Mandu-gwa
- Type: Yumil-gwa
- Place of origin: Korea
- Associated cuisine: Korean cuisine
- Main ingredients: Wheat flour, jujube, cinnamon powder, honey
- Ingredients generally used: Sesame oil, ginger juice, cheongju

Korean name
- Hangul: 만두과
- Hanja: 饅頭菓
- RR: mandugwa
- MR: mandugwa
- IPA: [man.du.ɡwa]

= Mandu-gwa =

Korean sweet dumpling

Mandu-gwa is a Korean sweet dumpling filled with sweetened ingredients and coated with jocheong (rice syrup). It is a type of yumil-gwa, a deep-fried hangwa (Korean confection) made with wheat flour.
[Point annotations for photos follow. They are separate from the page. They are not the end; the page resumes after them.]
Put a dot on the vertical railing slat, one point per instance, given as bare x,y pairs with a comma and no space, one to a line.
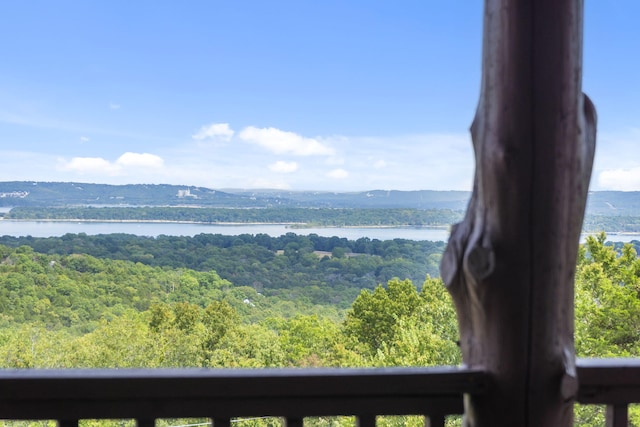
617,416
221,422
434,421
293,422
366,421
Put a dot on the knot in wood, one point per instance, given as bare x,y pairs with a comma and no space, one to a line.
480,262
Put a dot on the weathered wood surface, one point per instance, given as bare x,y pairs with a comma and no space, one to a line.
147,394
510,264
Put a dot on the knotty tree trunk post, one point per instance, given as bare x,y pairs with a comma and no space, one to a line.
510,264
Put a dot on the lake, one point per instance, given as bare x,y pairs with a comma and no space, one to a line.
154,229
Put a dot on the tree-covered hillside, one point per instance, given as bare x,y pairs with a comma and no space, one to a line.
318,269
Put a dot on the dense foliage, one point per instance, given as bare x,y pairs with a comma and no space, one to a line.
322,270
73,309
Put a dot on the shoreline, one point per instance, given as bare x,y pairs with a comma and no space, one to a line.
292,225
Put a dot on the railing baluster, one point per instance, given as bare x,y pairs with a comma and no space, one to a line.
293,422
366,421
617,415
434,421
221,422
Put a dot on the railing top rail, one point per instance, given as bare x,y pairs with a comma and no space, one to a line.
157,393
609,381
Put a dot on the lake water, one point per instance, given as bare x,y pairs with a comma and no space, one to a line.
55,228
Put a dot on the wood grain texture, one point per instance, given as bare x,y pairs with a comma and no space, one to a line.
510,264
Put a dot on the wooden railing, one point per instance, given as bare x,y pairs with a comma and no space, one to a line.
611,382
220,394
293,394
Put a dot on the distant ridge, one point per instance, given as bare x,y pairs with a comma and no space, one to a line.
55,194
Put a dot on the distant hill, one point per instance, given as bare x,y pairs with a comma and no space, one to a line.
49,194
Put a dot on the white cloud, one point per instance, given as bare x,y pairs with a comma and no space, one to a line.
145,160
338,174
214,131
380,164
282,142
620,179
91,165
283,167
124,165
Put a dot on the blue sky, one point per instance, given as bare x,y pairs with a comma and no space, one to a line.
302,95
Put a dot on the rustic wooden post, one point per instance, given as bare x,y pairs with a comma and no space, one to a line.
510,264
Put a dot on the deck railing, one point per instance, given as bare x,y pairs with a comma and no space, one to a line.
293,394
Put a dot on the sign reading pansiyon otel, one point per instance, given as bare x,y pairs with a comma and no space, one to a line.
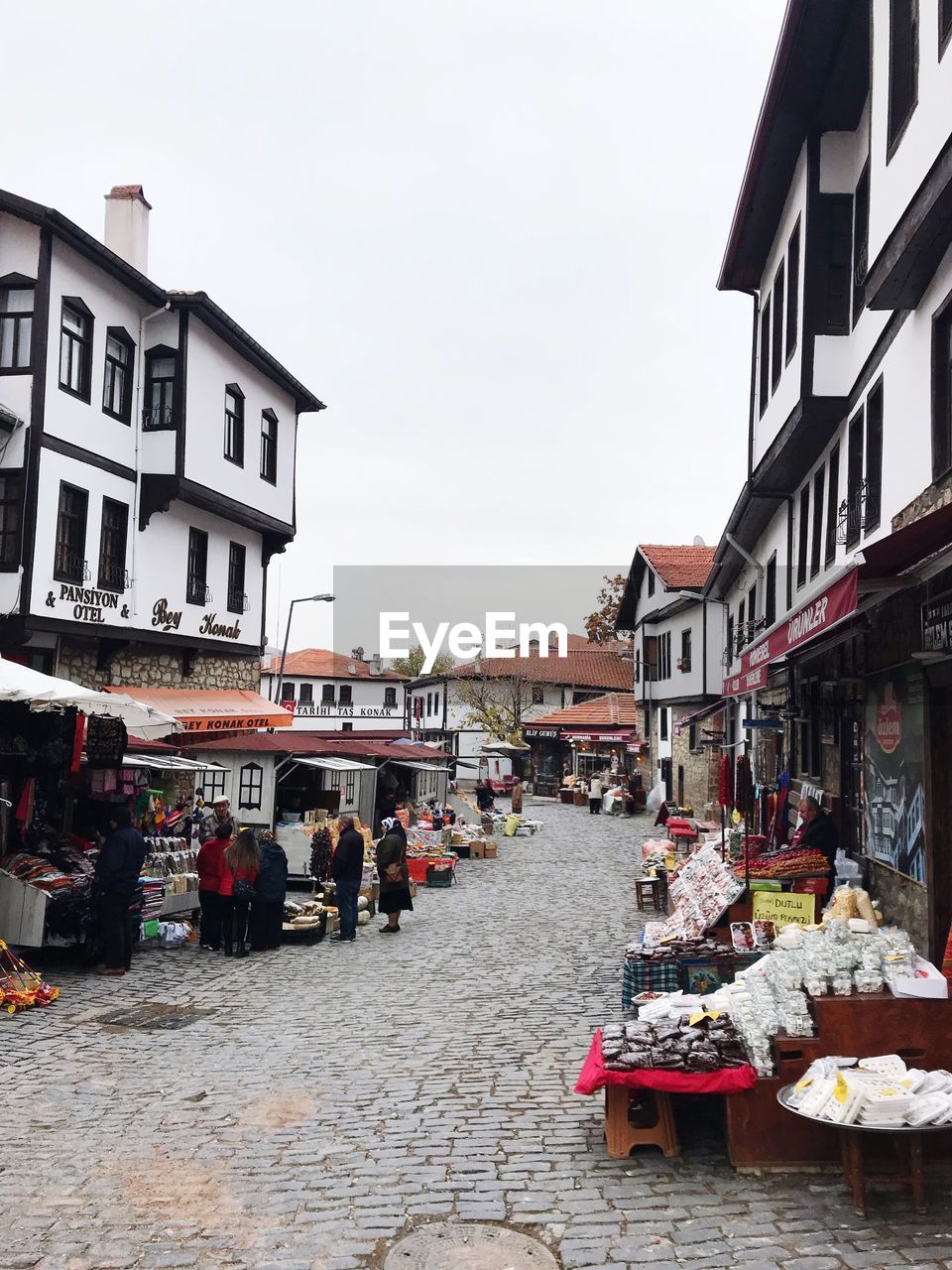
815,619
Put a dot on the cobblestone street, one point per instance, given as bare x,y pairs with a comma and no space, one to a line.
322,1101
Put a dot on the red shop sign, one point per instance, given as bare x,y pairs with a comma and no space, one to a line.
837,602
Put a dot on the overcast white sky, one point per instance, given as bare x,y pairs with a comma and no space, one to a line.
486,232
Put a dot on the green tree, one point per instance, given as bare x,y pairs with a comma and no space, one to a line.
412,665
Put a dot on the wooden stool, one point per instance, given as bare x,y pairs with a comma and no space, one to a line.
649,889
655,1127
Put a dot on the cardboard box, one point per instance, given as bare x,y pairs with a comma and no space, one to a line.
925,980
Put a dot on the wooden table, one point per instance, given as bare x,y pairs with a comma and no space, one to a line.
906,1139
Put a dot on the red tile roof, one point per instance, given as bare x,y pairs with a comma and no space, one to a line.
612,710
321,663
580,668
679,567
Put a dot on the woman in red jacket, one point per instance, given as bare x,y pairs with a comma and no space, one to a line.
209,866
240,865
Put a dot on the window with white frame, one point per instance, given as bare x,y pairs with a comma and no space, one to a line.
250,780
212,784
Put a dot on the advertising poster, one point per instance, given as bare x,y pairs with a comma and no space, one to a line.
893,799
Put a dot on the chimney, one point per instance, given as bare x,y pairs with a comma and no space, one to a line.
127,225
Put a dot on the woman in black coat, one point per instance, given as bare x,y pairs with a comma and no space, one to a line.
394,875
271,888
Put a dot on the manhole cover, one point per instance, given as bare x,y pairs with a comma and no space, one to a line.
155,1017
467,1246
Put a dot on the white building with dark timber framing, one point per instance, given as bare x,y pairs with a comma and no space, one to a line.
146,461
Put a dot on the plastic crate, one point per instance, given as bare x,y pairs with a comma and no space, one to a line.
439,876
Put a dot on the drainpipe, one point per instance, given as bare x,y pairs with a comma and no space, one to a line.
140,365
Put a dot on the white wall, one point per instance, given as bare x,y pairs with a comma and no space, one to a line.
212,365
895,183
112,305
787,393
366,714
162,574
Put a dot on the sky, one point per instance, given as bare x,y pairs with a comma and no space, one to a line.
485,232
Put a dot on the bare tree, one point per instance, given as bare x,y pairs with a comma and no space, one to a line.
495,705
412,665
599,625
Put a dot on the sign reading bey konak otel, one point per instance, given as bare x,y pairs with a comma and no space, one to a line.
937,624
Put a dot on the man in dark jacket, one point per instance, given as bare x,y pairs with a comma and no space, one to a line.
347,871
816,830
271,889
116,880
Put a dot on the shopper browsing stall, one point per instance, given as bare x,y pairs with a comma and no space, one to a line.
240,867
394,875
116,880
595,795
220,815
347,870
271,889
209,869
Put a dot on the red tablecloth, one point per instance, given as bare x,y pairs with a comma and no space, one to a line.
594,1076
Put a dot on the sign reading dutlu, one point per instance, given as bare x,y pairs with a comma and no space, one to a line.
783,907
837,602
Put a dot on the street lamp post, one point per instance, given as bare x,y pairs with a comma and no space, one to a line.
301,599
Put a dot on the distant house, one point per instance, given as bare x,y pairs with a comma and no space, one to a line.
331,691
440,706
679,642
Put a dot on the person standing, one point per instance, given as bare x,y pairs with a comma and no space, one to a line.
271,889
517,797
595,795
116,880
394,876
240,865
209,865
218,815
347,870
817,832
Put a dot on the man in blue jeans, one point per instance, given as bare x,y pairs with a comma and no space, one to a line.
348,871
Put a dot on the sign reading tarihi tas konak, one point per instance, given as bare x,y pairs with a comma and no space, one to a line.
783,907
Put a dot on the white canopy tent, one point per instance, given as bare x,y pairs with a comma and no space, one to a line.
46,693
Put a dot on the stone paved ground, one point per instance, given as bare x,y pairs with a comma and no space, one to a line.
334,1096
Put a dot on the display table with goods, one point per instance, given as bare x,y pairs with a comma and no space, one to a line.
175,860
846,988
701,1055
878,1095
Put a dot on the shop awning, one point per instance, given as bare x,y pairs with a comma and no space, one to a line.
807,624
169,763
626,735
211,710
419,767
331,763
909,547
44,693
703,712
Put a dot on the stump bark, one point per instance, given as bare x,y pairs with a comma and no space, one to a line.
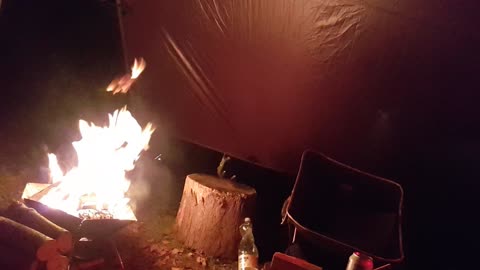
210,213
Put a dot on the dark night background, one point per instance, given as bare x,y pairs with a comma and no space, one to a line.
56,58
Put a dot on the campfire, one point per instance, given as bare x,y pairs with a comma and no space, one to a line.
84,204
96,187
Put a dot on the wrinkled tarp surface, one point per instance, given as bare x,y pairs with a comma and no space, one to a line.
265,79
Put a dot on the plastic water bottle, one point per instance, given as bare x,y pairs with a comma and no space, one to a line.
247,250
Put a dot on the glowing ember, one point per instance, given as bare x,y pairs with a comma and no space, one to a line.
123,84
138,67
98,183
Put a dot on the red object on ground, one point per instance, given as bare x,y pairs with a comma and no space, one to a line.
282,261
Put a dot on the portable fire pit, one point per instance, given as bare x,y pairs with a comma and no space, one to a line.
94,247
89,227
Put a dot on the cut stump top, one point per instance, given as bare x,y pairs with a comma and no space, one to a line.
222,185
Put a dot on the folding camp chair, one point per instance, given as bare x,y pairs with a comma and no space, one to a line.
335,210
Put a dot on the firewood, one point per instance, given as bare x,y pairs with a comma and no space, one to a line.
20,236
210,213
20,213
62,219
58,262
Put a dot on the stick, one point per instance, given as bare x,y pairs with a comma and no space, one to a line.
18,212
62,219
20,236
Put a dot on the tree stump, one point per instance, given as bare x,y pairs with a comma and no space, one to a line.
210,213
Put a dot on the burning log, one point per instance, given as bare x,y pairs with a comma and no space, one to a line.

Mandu means "dumplings" and gwa means "confection". Mandu-gwa is typically eaten as a dessert or bamcham (late-night snack).

== Preparation ==

The dough is prepared by sifting wheat flour and kneading it with sesame oil, honey, ginger juice and clear, refined rice wine known as cheongju. The filling is usually made by mixing steamed, deseeded and minced jujube, cinnamon powder and honey. Only a small amount of filling is put on a flattened piece of dough. The covering should be thick, to prevent the confectionery from bursting out after it is deep-fried. After frying the dough, the dumpling is marinated in jocheong (rice syrup).